Weekend Movies: Five Reasons to Watch Miracle on 34th Street (1947)
It occurred to me that for a film analysis site, I don’t often go back to some of the oldies but goodies. I need to correct that and be better, because older films have something to say and can be just as enjoyable as the newer fare (if not more so in some cases). Take, for example, 1947’s Miracle on 34th Street. Director George Seaton gave us a tale of a department store Santa (Edmund Gwenn) who engages in a legal battle to have himself declared the real Santa Claus. As if that doesn’t sound adorable enough, here are five reasons to watch it this weekend.
#1 – SANTA!!!!!!!!
I was one of the kids that didn’t want to let Santa go. I was in the fourth grade – one of the last in the group – when I finally let go of the ghost. But man, what a ride. Here’s the thing though: when you see Gwenn as Santa, it suddenly becomes real again. You’re a little kid, and there’s the promise that something will be under your tree. You’re hopeful that there’s a spark of magic in the world. For me, I hope that spark extends to others as well – which is why something like Toys For Tots is crucial. When you’re a kid, Santa is magic. A film like this brings back Santa. So hang on to that feeling, and share it: be Santa for someone who needs it.
#2 – Logical parenthood
Macy’s Event Director Doris Walker (Maureen O’Hara) raises her daughter, Susan (Natalie Wood), with logic. There is no make-believe or day-dreaming, just facts. Admittedly, it seems a bit drab and spirit-killing, but not everyone gets fairy tales growing up – some kids have reality thrust upon them from a young age. Before anyone decries this, take a look at the intentions and think about the perspective. Not everyone buys into the magic of the season. It’s not bad; just different, and worth a moment’s pause.
#3 – The great American tradition: lawsuits
We do love to sue people in the United States. Gwenn’s Kris Kringle sets out on a quest to prove that he’s Santa Claus. He’s able to convince the general public, but there’s a pesky clinician named Granville Sawyer (played by the equally nefariously-named Porter Hall) who’s out to stop him. Can the plucky Kringle prove he’s the true Saint Nick? Will he be legally declared Santa? Only the American Justice System can determine that.
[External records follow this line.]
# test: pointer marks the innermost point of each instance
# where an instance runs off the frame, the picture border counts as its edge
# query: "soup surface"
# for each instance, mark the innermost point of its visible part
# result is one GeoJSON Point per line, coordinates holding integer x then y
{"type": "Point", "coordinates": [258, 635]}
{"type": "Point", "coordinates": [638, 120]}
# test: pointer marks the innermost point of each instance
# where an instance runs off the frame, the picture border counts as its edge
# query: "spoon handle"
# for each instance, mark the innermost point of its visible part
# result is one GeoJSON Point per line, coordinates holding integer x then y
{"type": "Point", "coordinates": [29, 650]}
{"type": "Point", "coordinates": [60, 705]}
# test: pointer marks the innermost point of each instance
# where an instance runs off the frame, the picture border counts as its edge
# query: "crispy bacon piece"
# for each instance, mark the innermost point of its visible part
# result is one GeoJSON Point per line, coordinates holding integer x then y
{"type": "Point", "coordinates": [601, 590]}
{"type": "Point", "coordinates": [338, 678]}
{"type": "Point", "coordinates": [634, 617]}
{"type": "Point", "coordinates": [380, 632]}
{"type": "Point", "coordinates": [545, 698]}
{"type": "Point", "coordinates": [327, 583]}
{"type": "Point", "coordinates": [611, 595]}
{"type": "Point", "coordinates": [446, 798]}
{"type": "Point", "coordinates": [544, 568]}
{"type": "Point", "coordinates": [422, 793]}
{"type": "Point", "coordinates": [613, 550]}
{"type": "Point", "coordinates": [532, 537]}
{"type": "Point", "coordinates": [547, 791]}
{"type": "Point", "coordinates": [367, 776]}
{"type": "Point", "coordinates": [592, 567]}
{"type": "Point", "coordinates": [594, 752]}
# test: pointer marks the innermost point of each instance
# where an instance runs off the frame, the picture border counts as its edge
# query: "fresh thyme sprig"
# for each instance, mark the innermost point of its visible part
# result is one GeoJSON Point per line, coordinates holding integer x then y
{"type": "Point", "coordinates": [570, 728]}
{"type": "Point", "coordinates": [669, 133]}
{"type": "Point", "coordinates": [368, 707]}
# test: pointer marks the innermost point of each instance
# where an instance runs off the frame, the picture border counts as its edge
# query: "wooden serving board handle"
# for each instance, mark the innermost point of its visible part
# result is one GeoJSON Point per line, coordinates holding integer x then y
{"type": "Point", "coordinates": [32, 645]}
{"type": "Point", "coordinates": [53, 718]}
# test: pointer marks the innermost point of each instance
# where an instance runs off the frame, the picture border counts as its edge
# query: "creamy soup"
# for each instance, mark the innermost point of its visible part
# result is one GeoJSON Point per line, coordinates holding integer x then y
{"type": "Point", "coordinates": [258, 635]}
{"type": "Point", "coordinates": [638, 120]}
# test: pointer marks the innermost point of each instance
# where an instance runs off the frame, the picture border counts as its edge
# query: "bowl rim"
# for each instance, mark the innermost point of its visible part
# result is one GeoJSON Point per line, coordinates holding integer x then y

Lord help us all.
#4 – Maureen O’Hara
Shit was O’Hara graceful in a way I could never pull off. On top of that, she played a woman who was not only divorced, but was raising a daughter in a realistic fashion and working a successful gig at a department store in 1947. Think about that one: a single mother making bank at a prestigious job in the big city, raising a kid with realistic expectations and an enquiring mind. Hollywood liked their women to be respectable stay-at-home moms who made life look effortless, not working mothers who told their kids that fairy tales were crap. She also refused to take crap behind the scenes too – John Wayne famously called her “the greatest guy I ever met.” I tip my hat to you, Maureen.
#5 – Little Natalie Wood
Natalie Wood was nine years old in this film. That child was adorable, and you could tell that she was something special. Watching her grow up onscreen is a wild experience, and it must have been even more so for her. She plays the part of Susan, who’s been taught not to believe, as the most wondrous thing of all: a child who is seeing it all for the first time. Not all child actors can do that, so when you see a good one, appreciate it.
It’s Christmastime – you know this film is being shown somewhere on basic cable.